April Forum: Canadian Nickel in the United States

— Palestine Solidarity Sudbury,
No Nickel For Genocide Working Group —

Thursday, April 10 — 6:00 pm
South End Library, 1991 Regent Street
Join in person or by Zoom
For information: NoNickelForGenocide@gmail.com

The No Nickel For Genocide Working Group has established that Sudbury is synonymous with nickel and nickel is synonymous with war; that the two world wars could not have been fought in the way they were if it was not for the discovery of nickel in Sudbury, the development of the metallurgy to separate nickel from copper, and the development of a market in the armour-cladding of the dreadnoughts which were the penultimate weapon of World War I. We also showed how war and war preparations distorted the economic, politics and social life of Sudbury and despoiled the environment.

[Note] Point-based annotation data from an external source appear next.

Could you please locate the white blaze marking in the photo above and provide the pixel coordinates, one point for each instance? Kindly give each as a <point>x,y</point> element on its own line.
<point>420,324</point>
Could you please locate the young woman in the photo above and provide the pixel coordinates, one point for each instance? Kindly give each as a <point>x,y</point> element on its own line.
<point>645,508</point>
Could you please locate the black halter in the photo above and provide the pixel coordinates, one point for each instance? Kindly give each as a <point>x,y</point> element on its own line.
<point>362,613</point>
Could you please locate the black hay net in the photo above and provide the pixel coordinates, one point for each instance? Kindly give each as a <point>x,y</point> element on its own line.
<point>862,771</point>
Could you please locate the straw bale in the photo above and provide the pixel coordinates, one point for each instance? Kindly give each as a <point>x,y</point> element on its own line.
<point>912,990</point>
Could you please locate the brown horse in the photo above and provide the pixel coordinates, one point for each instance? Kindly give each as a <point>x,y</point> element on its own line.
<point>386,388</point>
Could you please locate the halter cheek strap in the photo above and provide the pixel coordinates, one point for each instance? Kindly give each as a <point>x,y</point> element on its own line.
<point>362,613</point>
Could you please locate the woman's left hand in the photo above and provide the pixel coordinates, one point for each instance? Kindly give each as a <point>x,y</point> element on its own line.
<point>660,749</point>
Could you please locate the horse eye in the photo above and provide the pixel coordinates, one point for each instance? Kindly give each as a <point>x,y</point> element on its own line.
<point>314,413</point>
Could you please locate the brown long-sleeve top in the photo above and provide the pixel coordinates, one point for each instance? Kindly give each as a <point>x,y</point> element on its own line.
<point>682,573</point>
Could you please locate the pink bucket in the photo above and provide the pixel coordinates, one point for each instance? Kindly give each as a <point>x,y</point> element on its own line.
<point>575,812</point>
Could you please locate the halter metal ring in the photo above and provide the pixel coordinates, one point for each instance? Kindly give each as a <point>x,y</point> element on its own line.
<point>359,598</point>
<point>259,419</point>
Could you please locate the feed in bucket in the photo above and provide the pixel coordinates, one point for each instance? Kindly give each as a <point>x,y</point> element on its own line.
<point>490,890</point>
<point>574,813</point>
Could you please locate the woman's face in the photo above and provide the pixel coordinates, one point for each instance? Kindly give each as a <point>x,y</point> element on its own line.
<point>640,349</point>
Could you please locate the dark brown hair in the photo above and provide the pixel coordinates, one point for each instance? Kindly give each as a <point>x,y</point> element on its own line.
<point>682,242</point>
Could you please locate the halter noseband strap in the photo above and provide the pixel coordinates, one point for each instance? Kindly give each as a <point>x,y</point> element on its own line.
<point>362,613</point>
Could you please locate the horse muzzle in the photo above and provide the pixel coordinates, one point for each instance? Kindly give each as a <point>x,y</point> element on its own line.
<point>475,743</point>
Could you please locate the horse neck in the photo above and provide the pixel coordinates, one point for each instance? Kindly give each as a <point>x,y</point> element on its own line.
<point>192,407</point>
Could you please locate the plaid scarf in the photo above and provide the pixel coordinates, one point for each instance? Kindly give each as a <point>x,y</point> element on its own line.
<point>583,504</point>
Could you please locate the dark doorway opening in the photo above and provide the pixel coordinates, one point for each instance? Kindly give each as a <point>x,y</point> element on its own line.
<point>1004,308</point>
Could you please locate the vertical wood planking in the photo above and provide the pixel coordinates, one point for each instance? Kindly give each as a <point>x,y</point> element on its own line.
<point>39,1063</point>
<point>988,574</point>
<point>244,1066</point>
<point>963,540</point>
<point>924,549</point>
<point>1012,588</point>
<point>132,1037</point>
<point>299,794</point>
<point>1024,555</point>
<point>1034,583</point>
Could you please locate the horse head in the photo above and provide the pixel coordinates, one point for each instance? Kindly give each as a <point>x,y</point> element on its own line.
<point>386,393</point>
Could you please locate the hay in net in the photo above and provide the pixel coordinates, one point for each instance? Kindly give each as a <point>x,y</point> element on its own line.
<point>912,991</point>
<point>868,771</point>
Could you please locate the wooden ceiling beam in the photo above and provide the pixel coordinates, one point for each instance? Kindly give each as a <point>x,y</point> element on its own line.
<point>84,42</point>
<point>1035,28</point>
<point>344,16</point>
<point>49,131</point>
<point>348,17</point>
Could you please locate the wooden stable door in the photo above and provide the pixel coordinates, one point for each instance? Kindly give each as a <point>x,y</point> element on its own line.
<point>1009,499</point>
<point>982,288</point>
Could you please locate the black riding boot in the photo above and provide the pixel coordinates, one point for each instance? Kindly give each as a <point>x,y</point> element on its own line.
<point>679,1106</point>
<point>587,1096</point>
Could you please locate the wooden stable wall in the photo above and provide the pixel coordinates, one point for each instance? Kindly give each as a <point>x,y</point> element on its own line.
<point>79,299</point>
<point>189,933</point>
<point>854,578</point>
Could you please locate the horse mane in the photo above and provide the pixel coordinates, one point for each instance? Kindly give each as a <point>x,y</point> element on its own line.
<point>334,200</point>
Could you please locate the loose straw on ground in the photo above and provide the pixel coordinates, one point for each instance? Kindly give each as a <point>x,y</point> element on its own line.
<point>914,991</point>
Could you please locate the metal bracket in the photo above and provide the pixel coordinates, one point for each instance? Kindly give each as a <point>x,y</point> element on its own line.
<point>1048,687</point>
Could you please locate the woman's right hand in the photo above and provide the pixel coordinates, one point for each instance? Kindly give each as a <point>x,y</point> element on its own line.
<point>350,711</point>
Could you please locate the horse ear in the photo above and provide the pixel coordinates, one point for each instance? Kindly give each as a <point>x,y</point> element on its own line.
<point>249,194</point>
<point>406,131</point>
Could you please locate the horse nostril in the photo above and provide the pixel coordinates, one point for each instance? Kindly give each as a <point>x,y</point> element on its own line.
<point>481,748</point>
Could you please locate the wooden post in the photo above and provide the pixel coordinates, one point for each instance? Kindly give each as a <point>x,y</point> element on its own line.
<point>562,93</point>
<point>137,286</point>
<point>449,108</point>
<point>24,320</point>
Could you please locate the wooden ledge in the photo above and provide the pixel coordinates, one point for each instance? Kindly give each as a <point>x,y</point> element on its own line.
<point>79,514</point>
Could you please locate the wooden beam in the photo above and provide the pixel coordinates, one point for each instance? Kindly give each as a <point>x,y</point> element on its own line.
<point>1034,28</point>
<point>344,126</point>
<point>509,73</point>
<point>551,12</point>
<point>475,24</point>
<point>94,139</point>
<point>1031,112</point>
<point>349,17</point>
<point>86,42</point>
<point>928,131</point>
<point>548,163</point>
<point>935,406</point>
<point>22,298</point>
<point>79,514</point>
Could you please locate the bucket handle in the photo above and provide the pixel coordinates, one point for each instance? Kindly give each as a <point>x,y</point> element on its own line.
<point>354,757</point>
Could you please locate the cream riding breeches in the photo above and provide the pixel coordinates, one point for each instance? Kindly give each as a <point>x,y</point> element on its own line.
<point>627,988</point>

We have also shown that, although the way nickel is used in modern armaments has changed, today nickel is used in the manufacture of a myriad number of parts for every modern weapon system, and that nickel is still an essential war materiel.

Today, nickel necessary for jet engines, landing gear and electronics of military aircraft such as the F-15, F-16 and F-35 and an important part of the casings of the MX-80 series of bombs, to name only two weapons systems employed by the U.S. and Israel.

In February we looked at the global nickel industry and showed how it has changed from one in which Canada was the dominant player to one where Canada only supplies five per cent of world nickel. Instead, nickel mining has shifted to South East Asia, to Indonesia, the Philippines and New Caledonia, and nickel refining has shifted to China where a large portion of its production goes to the manufacture of nickel-containing batteries for electric vehicles.

Next, we examined the Canadian nickel industry and found that it is dominated by two of the five Western global diversified mining monopolies, Vale and Glencore. Nickel production is exported: Glencore’s matte to Norway; Vale’s carbonyl pellets, briquettes and powder from Sudbury to the U.S. lower great lakes states which are the U.S. manufacturing heartland and where many of the U.S. weapons systems are manufactured; and nickel refined by hydrometallurgical processes in Long Harbour, Newfoundland is shipped to markets in Europe and Asia.

In April, we will examine how Canadian nickel is processed in the U.S. into stainless steel, nickel alloys and nickel shapes (rods, bars, sheets, plates, pipes, etc.) as the next step in the manufacture of U.S. weapons of war. The Canadian consul-general in New York recently said on U.S. TV that sixty per cent of the nickel consumed by the U.S. Department of Defence originates in Sudbury and Canada.

We shall also discuss developments in Trump’s tariff war against Canada and the role that Canadian nickel plays.